RAGGA NYC is a cross-disciplinary collective of Queer Caribbean artists and their allies. This growing network recently staged an eponymous exhibition in Toronto, their first project outside of New York City. For generations, art in Toronto has been primarily shaped by artist-initiated activities, making artist-run centers the go-to platforms for practices that don’t fit neatly within the commercial gallery or museum systems.
The show was hosted by Mercer Union, a forty-year-old artist-run space that had early support from funding bodies. As a self-organizing collective operating outside of state support, RAGGA NYC’s programming resonates with a new generation of similarly independent artist initiatives in Toronto. The exhibition features the work of Tau Lewis alongside six other Toronto-based artists who join the collective for the first time: Michèle Pearson Clarke, Oreka James, Aaron Jones, Camille Turner, and Syrus Marcus Ware; as well as Sondra Perry and Diamond Stingily.
Framing the entrance of the exhibition are individual works by Perry and Stingily. Perry’s framed photo Acrylic Gel Full Set and Post Holy Land Experience Target Photo Shoot Print (2016) shows a group of women assembled for what appears to be a family portrait. A central matriarchal figure looks out toward the viewer while the other subjects look into their phones, posing for selfies. Perry’s humor offers insight into the contemporary status of portraiture, while the artist’s placement of hands at the edge of the print underscores the persistent tactility of imagemaking. In Stingily’s Kaa (2015), synthetic tresses cascade down the wall and across the floor. Hair is fragile yet resilient — two qualities intrinsic to collective practice and the reproductive labor necessary to maintain it. Both works are exercises in intimacy, apt gestures of the kinship RAGGA fosters.
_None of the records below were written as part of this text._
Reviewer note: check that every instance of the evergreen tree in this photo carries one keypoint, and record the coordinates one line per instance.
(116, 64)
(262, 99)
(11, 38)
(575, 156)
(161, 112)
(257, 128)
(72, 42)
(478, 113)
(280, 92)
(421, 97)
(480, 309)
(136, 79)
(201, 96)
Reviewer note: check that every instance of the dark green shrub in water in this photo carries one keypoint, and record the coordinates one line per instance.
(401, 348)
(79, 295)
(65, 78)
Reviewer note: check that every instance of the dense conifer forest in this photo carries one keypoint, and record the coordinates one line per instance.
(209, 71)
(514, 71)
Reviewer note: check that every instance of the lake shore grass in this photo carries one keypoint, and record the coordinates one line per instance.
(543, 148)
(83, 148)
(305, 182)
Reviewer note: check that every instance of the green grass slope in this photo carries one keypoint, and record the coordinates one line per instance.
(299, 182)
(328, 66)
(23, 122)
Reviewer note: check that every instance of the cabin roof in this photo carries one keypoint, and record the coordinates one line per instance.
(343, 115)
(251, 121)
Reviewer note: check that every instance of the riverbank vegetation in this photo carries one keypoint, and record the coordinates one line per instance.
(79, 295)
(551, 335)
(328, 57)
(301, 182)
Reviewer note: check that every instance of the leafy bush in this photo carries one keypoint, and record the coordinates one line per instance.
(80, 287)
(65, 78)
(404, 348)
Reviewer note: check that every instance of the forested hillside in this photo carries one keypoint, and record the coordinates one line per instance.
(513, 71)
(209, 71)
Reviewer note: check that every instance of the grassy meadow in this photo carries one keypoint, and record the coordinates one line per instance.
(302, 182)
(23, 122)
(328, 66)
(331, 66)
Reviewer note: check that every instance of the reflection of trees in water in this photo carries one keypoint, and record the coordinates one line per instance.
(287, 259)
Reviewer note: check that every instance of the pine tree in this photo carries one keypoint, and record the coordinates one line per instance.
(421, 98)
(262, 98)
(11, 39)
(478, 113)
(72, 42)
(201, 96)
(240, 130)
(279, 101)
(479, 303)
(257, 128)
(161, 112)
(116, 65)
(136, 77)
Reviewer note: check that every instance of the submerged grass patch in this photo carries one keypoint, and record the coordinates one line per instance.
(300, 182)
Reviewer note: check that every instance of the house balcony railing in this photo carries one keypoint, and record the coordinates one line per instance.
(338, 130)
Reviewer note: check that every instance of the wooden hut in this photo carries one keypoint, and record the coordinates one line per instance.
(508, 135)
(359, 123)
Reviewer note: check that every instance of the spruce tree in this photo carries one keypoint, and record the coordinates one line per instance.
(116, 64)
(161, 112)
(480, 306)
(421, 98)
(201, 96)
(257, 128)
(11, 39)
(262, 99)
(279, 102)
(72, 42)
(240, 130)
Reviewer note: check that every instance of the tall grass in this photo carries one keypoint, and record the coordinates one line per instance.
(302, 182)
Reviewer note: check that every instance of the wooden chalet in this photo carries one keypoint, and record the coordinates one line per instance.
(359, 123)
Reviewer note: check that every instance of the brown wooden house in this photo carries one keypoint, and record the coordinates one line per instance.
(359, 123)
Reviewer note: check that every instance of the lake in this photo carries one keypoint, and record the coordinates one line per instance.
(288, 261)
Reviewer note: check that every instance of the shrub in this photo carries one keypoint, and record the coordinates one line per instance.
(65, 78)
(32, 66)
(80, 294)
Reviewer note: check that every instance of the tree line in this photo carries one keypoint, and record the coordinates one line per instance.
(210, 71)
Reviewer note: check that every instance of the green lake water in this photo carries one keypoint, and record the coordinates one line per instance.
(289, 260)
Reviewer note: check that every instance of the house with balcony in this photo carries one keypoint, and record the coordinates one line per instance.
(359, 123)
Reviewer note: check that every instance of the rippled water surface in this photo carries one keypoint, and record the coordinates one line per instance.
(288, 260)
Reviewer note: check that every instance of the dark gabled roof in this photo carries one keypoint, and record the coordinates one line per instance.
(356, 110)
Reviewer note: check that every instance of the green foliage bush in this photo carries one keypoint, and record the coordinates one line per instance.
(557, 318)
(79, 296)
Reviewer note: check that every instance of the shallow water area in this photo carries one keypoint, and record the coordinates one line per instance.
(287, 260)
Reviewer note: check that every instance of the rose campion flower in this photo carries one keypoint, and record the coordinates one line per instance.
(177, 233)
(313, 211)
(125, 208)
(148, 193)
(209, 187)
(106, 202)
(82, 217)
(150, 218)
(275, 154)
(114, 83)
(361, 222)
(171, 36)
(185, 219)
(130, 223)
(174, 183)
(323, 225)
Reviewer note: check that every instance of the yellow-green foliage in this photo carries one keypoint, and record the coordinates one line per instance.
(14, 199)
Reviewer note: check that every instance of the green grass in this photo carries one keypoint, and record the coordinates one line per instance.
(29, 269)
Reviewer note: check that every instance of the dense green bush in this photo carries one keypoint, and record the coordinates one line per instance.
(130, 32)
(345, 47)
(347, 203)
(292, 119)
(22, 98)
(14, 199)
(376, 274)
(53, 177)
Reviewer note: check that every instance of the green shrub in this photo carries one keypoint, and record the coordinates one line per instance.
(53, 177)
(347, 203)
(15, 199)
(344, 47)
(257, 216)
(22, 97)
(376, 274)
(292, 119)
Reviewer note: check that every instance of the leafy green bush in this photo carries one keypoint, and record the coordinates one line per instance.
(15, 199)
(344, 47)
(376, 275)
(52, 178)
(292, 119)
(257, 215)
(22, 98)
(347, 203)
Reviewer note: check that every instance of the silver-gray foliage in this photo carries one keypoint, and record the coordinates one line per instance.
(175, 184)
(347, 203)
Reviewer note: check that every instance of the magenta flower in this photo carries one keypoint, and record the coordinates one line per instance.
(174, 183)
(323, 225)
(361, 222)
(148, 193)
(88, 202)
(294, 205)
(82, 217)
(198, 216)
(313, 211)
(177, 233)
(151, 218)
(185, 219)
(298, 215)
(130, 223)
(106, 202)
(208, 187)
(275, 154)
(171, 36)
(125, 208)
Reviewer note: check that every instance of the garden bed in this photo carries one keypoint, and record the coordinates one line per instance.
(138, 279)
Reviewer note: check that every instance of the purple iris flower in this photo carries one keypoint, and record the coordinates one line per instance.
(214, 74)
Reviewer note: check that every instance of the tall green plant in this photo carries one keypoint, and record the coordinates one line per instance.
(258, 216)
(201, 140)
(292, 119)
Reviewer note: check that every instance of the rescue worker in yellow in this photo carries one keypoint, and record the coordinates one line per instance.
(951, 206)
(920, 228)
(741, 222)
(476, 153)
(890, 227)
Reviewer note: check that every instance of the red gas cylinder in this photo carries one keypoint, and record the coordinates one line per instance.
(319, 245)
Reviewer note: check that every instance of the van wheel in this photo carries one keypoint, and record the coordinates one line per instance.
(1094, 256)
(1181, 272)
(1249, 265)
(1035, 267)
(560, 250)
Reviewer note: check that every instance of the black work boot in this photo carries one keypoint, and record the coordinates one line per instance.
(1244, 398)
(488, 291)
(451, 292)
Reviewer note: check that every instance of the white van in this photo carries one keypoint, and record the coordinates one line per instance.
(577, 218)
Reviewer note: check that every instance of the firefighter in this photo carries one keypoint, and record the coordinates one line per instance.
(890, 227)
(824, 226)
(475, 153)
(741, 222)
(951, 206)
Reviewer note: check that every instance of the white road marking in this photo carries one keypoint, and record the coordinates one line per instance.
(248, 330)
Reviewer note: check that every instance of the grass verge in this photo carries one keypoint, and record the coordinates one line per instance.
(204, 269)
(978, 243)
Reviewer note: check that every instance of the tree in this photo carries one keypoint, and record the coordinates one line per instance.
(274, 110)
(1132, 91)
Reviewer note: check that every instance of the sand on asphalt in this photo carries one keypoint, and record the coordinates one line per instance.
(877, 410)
In the back room of the gallery, which also includes works by Martine Gutierrez and RAGGA founder Christopher Udemezue, Sweet Country (2018) by Aaron Jones unfolds as a complex composition. A series of collages deconstructing representations of black bodies clipped from art history textbooks, issues of National Geographic, and pop-culture magazines hang directly before a print of a pastoral landscape left rough at the edges and adhered directly to the wall. Suspended from wire, recto and verso are alternatively revealed as the collages slowly revolve — an image arrives, an image eludes, and history turns.